All the while, I am in contact with someone in Minnesota who is having my same issue, and has also opened tickets (and has the luxury of having AppleCare for 10.5 server (the high end AppleCare to boot). He had two open case numbers with them. He even had a regional service engineer come by and take a look at this system, which he said was set up correctly, and there’s nothing more they could do to help alleviate the problem until a patch was available.
So, also during this time, someone from London contacts me and says he’s having the same issue as well, and has a Developer account (pay for), so he tries a beta of 10.5.7. It does not fix the issue. Around this time, I downgrade to 10.5.4 hoping the issue will be lessened (long story short, it isn’t). But, a few weeks later, the gent from London says he’s fixed his problem by removing the “deny all” acl from all his share points and folders within share points. The “deny all” acl was added around 10.5.4 or so to mitigate something… no one’s sure what. Anyway, he then tells Apple about this “fix” and they reply that it’s an “unacceptable workaround” and that they’re working on a fix. This was April 9th he did this.
Well, so, 10.5.7 dropped last Tuesday (May 12th, 2009). I installed it on the server experiencing the issue Friday night, at about 2am. I didn’t have a single crash until Sunday, May 17th, 2009, at 5:52pm. Same exact error.
So, not only was Apple notified AT LEAST 110 days prior to 10.5.7 shipping, but they were notified of an actual “fix” about 33 days before hand. I really wish Apple’s bug database was public, so that I could post links to my bugs, but, alas it is not.
However, here are a few threads on the issue:
At this point, I’m going to start actively poking buttons and prodding people until I get an answer. The last email I sent to firstname.lastname@example.org resulted in the “pat”, “There is no new information at this time”. What a load of horse crap. They know of at least one “option”… the least they could do would be to educate someone having this issue about that “fix” and it’s repercussions. Given the amount of time that 10.5.7 took to hit the street, and how far in advance I notified them about this bug, I have very little hope this will get fixed before 10.6. If we’re lucky, we’ll see the fix back ported, but I doubt it.

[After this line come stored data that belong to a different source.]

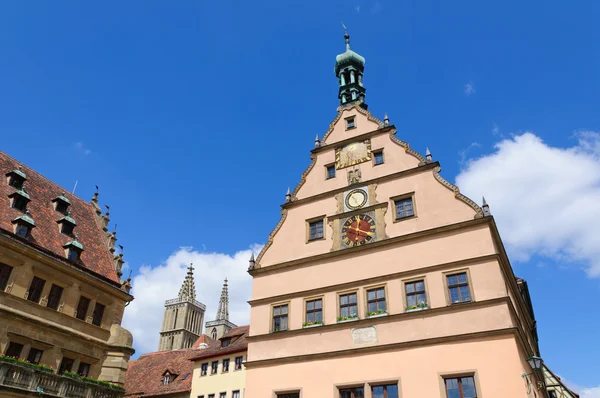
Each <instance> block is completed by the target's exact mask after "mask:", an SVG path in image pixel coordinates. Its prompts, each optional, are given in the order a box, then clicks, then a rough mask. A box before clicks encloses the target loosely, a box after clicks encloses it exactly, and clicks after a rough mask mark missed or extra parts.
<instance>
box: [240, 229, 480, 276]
mask: <svg viewBox="0 0 600 398" xmlns="http://www.w3.org/2000/svg"><path fill="white" fill-rule="evenodd" d="M490 219H491V217H482V218H474V219H472V220H467V221H462V222H459V223H454V224H448V225H444V226H441V227H435V228H430V229H426V230H422V231H417V232H413V233H410V234H406V235H400V236H395V237H392V238H388V239H382V240H379V241H376V242H373V243H370V244H368V245H362V246H355V247H351V248H347V249H343V250H336V251H332V252H327V253H321V254H317V255H314V256H309V257H303V258H298V259H295V260H291V261H285V262H282V263H278V264H273V265H269V266H266V267H262V268H254V269H252V270H249V271H248V272H249V273H250V275H252V276H253V277H257V276H263V275H266V274H271V273H275V272H281V271H282V270H288V269H289V268H292V267H293V268H298V267H301V266H310V265H313V264H314V263H316V262H319V261H321V260H325V259H329V258H335V257H339V256H351V255H355V254H356V253H357V252H359V251H366V252H368V251H372V250H374V249H376V248H378V247H381V246H384V245H389V244H395V243H399V242H409V241H413V240H417V239H421V238H423V237H426V236H434V235H439V234H443V233H447V232H452V231H456V230H461V229H467V228H472V227H475V226H479V225H483V224H489V223H490Z"/></svg>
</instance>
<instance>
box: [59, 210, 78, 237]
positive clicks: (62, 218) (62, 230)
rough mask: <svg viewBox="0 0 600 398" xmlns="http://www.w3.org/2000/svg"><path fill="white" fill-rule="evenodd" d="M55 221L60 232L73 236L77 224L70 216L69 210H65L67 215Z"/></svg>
mask: <svg viewBox="0 0 600 398" xmlns="http://www.w3.org/2000/svg"><path fill="white" fill-rule="evenodd" d="M57 223H58V225H59V226H60V232H61V233H63V234H65V235H68V236H73V230H74V229H75V227H76V226H77V223H76V222H75V220H74V219H73V218H71V212H67V215H66V216H64V217H63V218H61V219H60V220H58V221H57Z"/></svg>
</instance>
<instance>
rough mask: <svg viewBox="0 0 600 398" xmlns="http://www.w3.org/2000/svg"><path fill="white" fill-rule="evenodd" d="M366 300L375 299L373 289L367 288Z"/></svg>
mask: <svg viewBox="0 0 600 398" xmlns="http://www.w3.org/2000/svg"><path fill="white" fill-rule="evenodd" d="M367 300H375V290H369V291H368V292H367Z"/></svg>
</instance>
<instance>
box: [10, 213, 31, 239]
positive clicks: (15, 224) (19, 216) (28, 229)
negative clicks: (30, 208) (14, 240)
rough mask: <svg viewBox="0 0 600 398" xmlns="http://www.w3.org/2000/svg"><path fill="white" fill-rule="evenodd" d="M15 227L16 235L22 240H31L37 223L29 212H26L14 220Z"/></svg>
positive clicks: (13, 224)
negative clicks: (31, 233) (24, 213)
mask: <svg viewBox="0 0 600 398" xmlns="http://www.w3.org/2000/svg"><path fill="white" fill-rule="evenodd" d="M12 223H13V225H14V226H15V235H18V236H20V237H21V238H29V237H30V236H31V230H32V229H33V228H35V221H33V218H31V216H30V215H29V210H27V211H25V214H23V215H22V216H19V217H17V218H15V219H14V220H12Z"/></svg>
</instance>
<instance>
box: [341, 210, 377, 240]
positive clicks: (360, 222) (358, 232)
mask: <svg viewBox="0 0 600 398" xmlns="http://www.w3.org/2000/svg"><path fill="white" fill-rule="evenodd" d="M374 237H375V220H373V219H372V218H371V217H370V216H368V215H366V214H360V215H356V216H352V217H350V218H349V219H347V220H346V222H345V223H344V225H342V240H343V242H344V244H345V245H346V246H349V247H354V246H360V245H363V244H365V243H369V242H370V241H371V240H373V238H374Z"/></svg>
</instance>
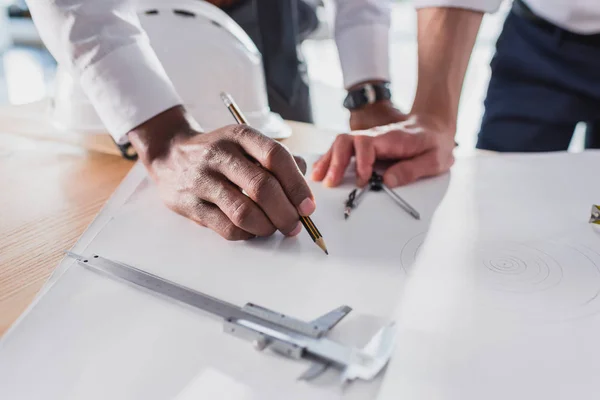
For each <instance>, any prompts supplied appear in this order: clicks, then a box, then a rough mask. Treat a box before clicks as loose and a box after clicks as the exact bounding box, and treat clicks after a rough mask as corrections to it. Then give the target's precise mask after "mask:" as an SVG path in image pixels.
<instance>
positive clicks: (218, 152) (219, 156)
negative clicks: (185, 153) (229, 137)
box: [202, 139, 225, 163]
mask: <svg viewBox="0 0 600 400" xmlns="http://www.w3.org/2000/svg"><path fill="white" fill-rule="evenodd" d="M224 148H225V140H223V139H217V140H214V141H211V142H208V143H205V144H204V145H203V146H202V159H203V160H204V161H205V162H207V163H213V162H214V161H216V160H219V159H220V158H221V157H222V155H223V152H224Z"/></svg>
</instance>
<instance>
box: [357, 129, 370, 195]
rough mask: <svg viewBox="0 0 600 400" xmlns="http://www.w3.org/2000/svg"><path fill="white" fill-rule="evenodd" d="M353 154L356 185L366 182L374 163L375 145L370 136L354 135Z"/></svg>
mask: <svg viewBox="0 0 600 400" xmlns="http://www.w3.org/2000/svg"><path fill="white" fill-rule="evenodd" d="M354 154H355V156H356V176H357V181H358V186H360V187H363V186H365V185H366V184H367V182H368V181H369V179H370V178H371V174H372V173H373V164H375V147H374V146H373V138H372V137H370V136H364V135H357V136H355V137H354Z"/></svg>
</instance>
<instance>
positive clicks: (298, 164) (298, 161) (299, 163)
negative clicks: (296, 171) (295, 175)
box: [294, 156, 306, 175]
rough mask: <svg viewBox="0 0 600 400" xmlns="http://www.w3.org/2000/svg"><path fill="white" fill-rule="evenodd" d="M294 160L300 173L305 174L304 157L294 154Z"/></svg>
mask: <svg viewBox="0 0 600 400" xmlns="http://www.w3.org/2000/svg"><path fill="white" fill-rule="evenodd" d="M294 161H296V165H297V166H298V169H299V170H300V172H302V175H306V161H304V158H302V157H300V156H294Z"/></svg>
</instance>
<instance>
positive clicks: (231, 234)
mask: <svg viewBox="0 0 600 400" xmlns="http://www.w3.org/2000/svg"><path fill="white" fill-rule="evenodd" d="M221 236H223V238H225V239H227V240H231V241H233V240H239V239H240V230H239V228H238V227H236V226H235V225H234V224H232V223H228V224H226V225H225V226H224V227H223V229H222V230H221Z"/></svg>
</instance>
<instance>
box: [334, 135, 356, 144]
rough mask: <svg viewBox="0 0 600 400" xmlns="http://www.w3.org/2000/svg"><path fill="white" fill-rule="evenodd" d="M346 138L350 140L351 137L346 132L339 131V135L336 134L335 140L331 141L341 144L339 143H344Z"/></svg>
mask: <svg viewBox="0 0 600 400" xmlns="http://www.w3.org/2000/svg"><path fill="white" fill-rule="evenodd" d="M348 140H352V137H351V136H350V135H349V134H347V133H340V134H339V135H337V136H336V137H335V141H334V142H333V143H334V144H341V143H345V142H347V141H348Z"/></svg>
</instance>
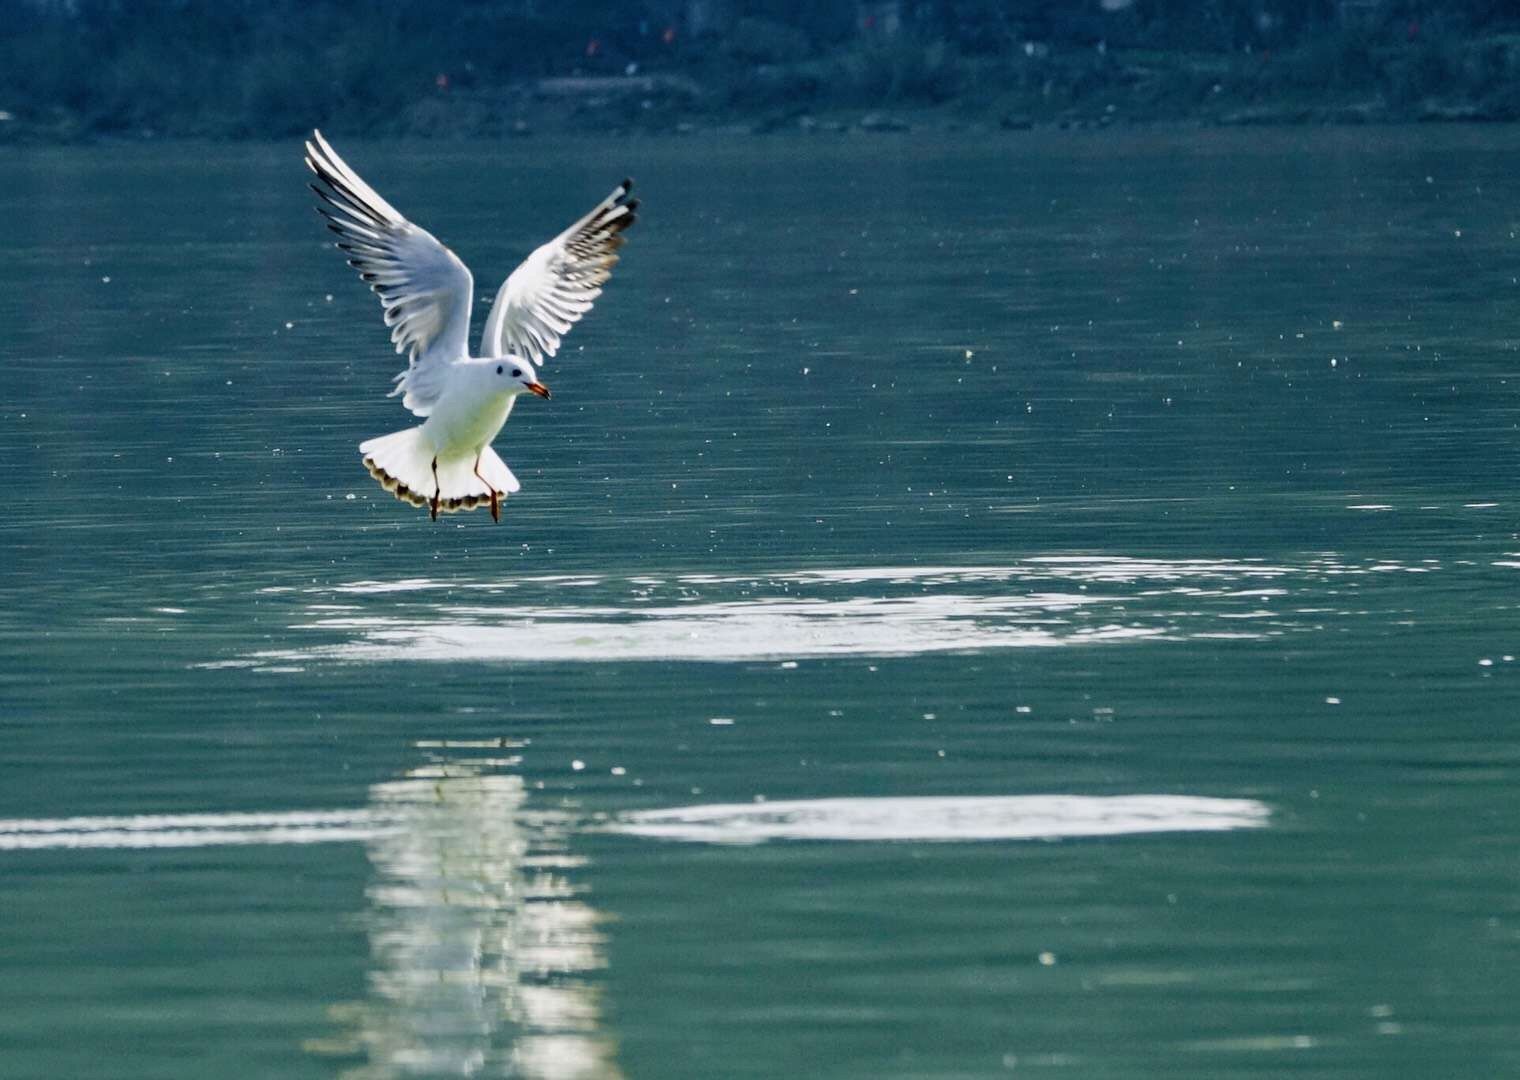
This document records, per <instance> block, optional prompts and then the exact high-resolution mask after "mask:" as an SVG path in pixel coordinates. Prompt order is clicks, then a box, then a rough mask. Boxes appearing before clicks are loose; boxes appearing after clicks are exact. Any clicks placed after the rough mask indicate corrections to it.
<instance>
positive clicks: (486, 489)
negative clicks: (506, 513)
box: [359, 427, 521, 513]
mask: <svg viewBox="0 0 1520 1080" xmlns="http://www.w3.org/2000/svg"><path fill="white" fill-rule="evenodd" d="M359 453H360V454H363V456H365V468H366V469H369V475H372V477H374V478H375V480H378V482H380V486H382V488H385V489H386V491H388V492H391V494H392V495H395V497H397V498H400V500H401V501H403V503H410V504H412V506H424V507H430V506H432V504H433V495H435V494H436V495H438V510H439V512H441V513H453V512H454V510H473V509H476V507H477V506H486V507H488V506H491V488H496V491H497V492H499V494H500V495H502V497H506V495H509V494H512V492H515V491H518V489H521V485H520V483H518V482H517V477H514V475H512V469H509V468H506V462H503V460H502V459H500V457H499V456H497V453H496V451H494V450H491V448H489V447H486V448H485V450H482V451H480V465H479V469H480V475H479V477H477V475H476V459H474V454H465V456H464V457H448V459H439V460H438V483H436V485H435V483H433V444H432V441H430V439H429V437H427V436H426V434H423V428H420V427H409V428H406V430H404V431H394V433H391V434H383V436H380V437H378V439H369V441H368V442H362V444H359ZM480 477H485V480H482V478H480ZM488 485H489V486H488Z"/></svg>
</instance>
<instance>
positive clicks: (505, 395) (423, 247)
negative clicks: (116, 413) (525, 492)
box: [306, 131, 638, 523]
mask: <svg viewBox="0 0 1520 1080" xmlns="http://www.w3.org/2000/svg"><path fill="white" fill-rule="evenodd" d="M306 164H307V167H309V169H310V170H312V172H313V173H316V179H318V182H316V184H310V188H312V190H313V191H316V194H318V197H319V199H321V202H319V204H318V207H316V210H318V213H319V214H322V216H324V217H325V219H327V228H330V229H331V231H333V232H336V234H337V248H339V249H340V251H344V252H347V255H348V264H350V266H353V267H354V269H356V270H359V276H360V278H363V279H365V281H366V283H368V284H369V287H371V289H372V290H374V292H375V293H378V295H380V302H382V304H383V305H385V325H388V327H391V340H392V342H395V351H397V352H404V354H406V357H407V368H406V371H403V372H401V374H400V375H397V377H395V380H394V381H395V389H394V390H391V395H389V396H392V398H394V396H397V395H401V404H403V406H404V407H406V409H409V410H410V412H412V413H413V415H415V416H423V418H426V419H424V421H423V424H420V425H418V427H409V428H406V430H404V431H395V433H392V434H383V436H380V437H378V439H369V441H366V442H362V444H359V453H360V454H363V462H365V468H366V469H369V475H372V477H374V478H375V480H378V482H380V486H382V488H385V489H386V491H389V492H391V494H394V495H395V497H397V498H400V500H401V501H403V503H410V504H412V506H418V507H421V506H426V507H427V509H429V512H430V515H432V518H433V521H438V515H439V513H453V512H454V510H473V509H476V507H479V506H489V507H491V518H492V519H494V521H497V523H500V521H502V500H503V498H506V497H508V495H509V494H512V492H517V491H520V489H521V485H520V483H518V482H517V477H515V475H512V469H509V468H508V466H506V462H503V460H502V459H500V457H499V456H497V453H496V451H494V450H492V448H491V441H492V439H496V436H497V433H499V431H500V430H502V425H503V424H506V418H508V416H509V415H511V412H512V404H514V403H515V401H517V398H518V395H521V393H537V395H538V396H540V398H547V396H549V387H547V386H544V384H543V383H540V381H538V372H537V365H540V363H543V360H544V357H552V355H553V354H555V352H558V351H559V340H561V337H562V336H564V334H565V333H568V330H570V328H572V327H573V325H575V324H576V322H579V321H581V316H584V314H585V313H587V311H590V310H591V304H593V302H594V301H596V298H597V296H600V295H602V284H603V283H605V281H606V279H608V276H610V275H611V272H613V266H614V264H616V263H617V258H619V255H617V249H619V248H622V246H623V240H625V237H623V231H625V229H628V226H629V225H632V223H634V220H635V216H634V211H635V210H637V208H638V201H637V199H631V197H629V193H631V191H632V181H626V179H625V181H623V182H622V184H619V185H617V187H616V188H614V190H613V193H611V194H610V196H606V197H605V199H602V202H599V204H597V205H596V207H594V208H593V210H591V213H588V214H587V216H585V217H582V219H581V220H578V222H576V223H575V225H572V226H570V228H567V229H565V231H564V232H561V234H559V235H556V237H555V238H553V240H550V242H549V243H546V245H543V246H540V248H538V249H537V251H535V252H534V254H532V255H529V257H527V258H526V260H523V264H521V266H518V267H517V269H515V270H512V273H511V276H509V278H508V279H506V281H505V283H503V284H502V289H500V290H497V293H496V302H494V304H492V305H491V314H489V316H488V317H486V321H485V333H483V334H482V336H480V355H477V357H473V355H470V308H471V301H473V296H474V276H473V275H471V273H470V267H467V266H465V264H464V263H462V261H461V260H459V257H458V255H454V252H451V251H448V248H445V246H444V245H441V243H439V242H438V238H436V237H433V234H432V232H429V231H427V229H423V228H420V226H416V225H413V223H412V222H409V220H407V219H406V217H403V216H401V213H400V211H398V210H397V208H395V207H392V205H391V204H389V202H386V201H385V199H382V197H380V194H378V193H377V191H375V190H374V188H372V187H369V185H368V184H365V181H363V179H360V176H359V173H356V172H354V170H353V169H351V167H350V166H348V163H345V161H344V159H342V158H340V156H337V152H336V150H334V149H333V147H331V146H330V144H328V141H327V140H325V138H322V132H319V131H313V132H312V138H310V140H307V143H306Z"/></svg>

To cap this all off, the main reason I’m posting this is for posterity, as well as the hope that anyone else that has this bug can actually see they’re not alone! And that they can contact Apple and say “hey, I have some bug numbers here of others having this issue”. If you are having this issue, please, don’t hesitate to contact me and I’ll work to get you in contact with others having this issue, or with someone at Apple that will actually listen.
UPDATE 1: Today I got a call from the local Education SE, who has created an escalation of this issue. Assuming it gets signed off by his boss, I should be hearing from Apple Engineering in the next few days… which is good since AFP crashed 5 times today. I have decided, in the interim, to remove the “group:everyone deny delete” ACL from many of the home folders on the server. Hopefully this will ease the problem. We’ll have to see. And I’ll post more once I hear from Engineering.